Bupati Bener Meriah Terima Dokumen Rencana Aksi Penanganan Covid-19

oleh

REDELONG-LintasGAYO.co : Tim Penyusun Rencana Aksi Penanganan Covid-19 Kabupaten Bener Meriah menyerahkan Dokumen Rencana Aksi Penanganan Covid-19 Kabupaten Bener Meriah, Pedoman Tatanan Normal Baru untuk Satuan Pendidikan Aman Bencana (SPAB) Covid-19 serta Pedoman Kampung Tangguh Covid-19 kepada Bupati Abuya Sarkaei.

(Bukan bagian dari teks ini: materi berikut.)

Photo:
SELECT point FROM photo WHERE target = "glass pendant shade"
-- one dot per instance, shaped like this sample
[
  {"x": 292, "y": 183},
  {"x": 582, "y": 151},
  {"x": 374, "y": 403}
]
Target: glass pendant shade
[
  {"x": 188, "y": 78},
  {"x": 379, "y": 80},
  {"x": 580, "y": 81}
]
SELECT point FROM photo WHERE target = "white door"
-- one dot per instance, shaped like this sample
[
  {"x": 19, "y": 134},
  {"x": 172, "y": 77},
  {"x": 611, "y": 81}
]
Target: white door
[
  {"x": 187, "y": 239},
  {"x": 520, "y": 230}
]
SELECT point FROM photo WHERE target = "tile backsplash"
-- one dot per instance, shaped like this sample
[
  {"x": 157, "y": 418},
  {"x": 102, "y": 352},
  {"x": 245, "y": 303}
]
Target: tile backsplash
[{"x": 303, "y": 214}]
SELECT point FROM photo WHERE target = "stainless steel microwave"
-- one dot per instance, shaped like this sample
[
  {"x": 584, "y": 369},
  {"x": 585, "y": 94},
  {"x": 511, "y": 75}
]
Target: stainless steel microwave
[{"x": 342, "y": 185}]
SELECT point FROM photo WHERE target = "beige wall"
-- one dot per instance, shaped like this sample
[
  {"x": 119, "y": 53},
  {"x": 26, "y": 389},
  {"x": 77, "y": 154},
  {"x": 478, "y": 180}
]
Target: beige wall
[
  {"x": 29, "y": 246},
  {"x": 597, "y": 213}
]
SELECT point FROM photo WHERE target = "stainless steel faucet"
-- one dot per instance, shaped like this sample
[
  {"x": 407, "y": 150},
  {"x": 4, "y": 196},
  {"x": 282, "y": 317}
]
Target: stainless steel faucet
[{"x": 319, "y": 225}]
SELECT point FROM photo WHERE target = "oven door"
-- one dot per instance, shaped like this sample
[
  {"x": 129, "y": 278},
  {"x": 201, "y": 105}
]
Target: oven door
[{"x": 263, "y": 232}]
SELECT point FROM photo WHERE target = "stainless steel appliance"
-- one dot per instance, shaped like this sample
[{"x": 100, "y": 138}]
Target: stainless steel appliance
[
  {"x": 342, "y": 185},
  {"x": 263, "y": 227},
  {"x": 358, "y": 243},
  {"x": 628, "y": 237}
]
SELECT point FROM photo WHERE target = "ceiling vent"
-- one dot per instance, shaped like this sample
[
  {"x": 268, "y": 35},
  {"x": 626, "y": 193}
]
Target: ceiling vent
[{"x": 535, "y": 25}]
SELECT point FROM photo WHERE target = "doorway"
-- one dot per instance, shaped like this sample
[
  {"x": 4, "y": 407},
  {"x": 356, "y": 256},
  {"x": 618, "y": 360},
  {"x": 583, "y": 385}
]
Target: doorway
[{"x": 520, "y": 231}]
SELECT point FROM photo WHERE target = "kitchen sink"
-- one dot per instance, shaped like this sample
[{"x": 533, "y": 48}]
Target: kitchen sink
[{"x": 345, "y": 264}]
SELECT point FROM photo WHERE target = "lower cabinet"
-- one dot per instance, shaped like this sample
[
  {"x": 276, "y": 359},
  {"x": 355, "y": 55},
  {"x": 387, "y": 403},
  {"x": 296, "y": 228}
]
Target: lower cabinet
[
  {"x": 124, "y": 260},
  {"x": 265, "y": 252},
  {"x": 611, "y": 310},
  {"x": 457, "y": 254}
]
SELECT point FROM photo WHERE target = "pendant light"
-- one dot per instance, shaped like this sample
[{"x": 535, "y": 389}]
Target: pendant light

Ketua Tim Penyusun Rencana Aksi Penanganan Covid-19 Kabupaten Bener Meriah Rizki Wan Oktabina, M.Si menyatakan bahwa dokumen ini dokumen ini disusun ditengah kondisi Covid-19 dengan tujuan memudahkan Pemerintah Kabupaten Bener Meriah dalam mengambil kebijakan terkait penanganan Covid-19.

“Di dalam dokumen ini mencakup diantaranya kajian risiko Covid-19, struktur organisasi penanganan Covid-19, kegiatan yang dilakukan terkait dengan deteksi dini, pencegahan, penanganan, intervensi dampak dan pemulihan, rencana operasi penanganan Covid-19,” katanya, Selasa 30 Juni 2020.

Salah satu poin penting dari dokumen ini menurut Rizki adalah sudah mencakup kegiatan dari tingkat Kabupaten, Kecamatan dan Kampung dan untuk Provinsi Aceh. “Hanya Bener Meriah yang memiliki dokumen sejenis ini,” ujarnya.

Dalam penyusunan dokumen ini juga dibantu oleh Forum Pengurangan Risiko Bencana (PRB) Aceh dan Kompak.

Di waktu yang bersamaan Tim Penyusun Rencana Aksi Penanganan Covid-19 Kabupaten Bener Meriah juga menyerahkan 2 (dua) dokumen Pedoman Tatanan Normal Baru yaitu untuk Satuan Pendidikan Aman Bencana (SPAB) Covid-19 dan Kampung Tangguh Bencana.

Ada 15 pedoman new normal life yang sedang di susun bersama dengan SKPK terkait, diantaranya adalah untuk kegiatan sosial kemasyarakatan, Pasar Aman Covid-19 dan Fasilitas Kesehatan Aman Covid-19.

Alwin salah seorang tin yang juga merupakan Tim Asistensi Bupati Bener Meriah menyatakan bahwa di masa new normal life kemungkinan risiko Covid-19 lebih tinggi, sehingga pemerintah perlu memperkuat kebijakan di setiap sektor yang berkaitan dengan aktifitas masyarakat.

“Ada kesan di masa new normal life Covid-19 sudah jauh dari kita, kita khawatir dengan kondisi ini. Hari ini Aceh sudah 80 orang yang Positif Covid-19, kami dari Tim berusaha maksimal untuk segera menyelesaikan pedoman ini sebagai dasar bagi Pemerintah Bener Meriah mengeluarkan kebijakan untuk pencegahan dan penanganan Covid-19,” kata Alwin.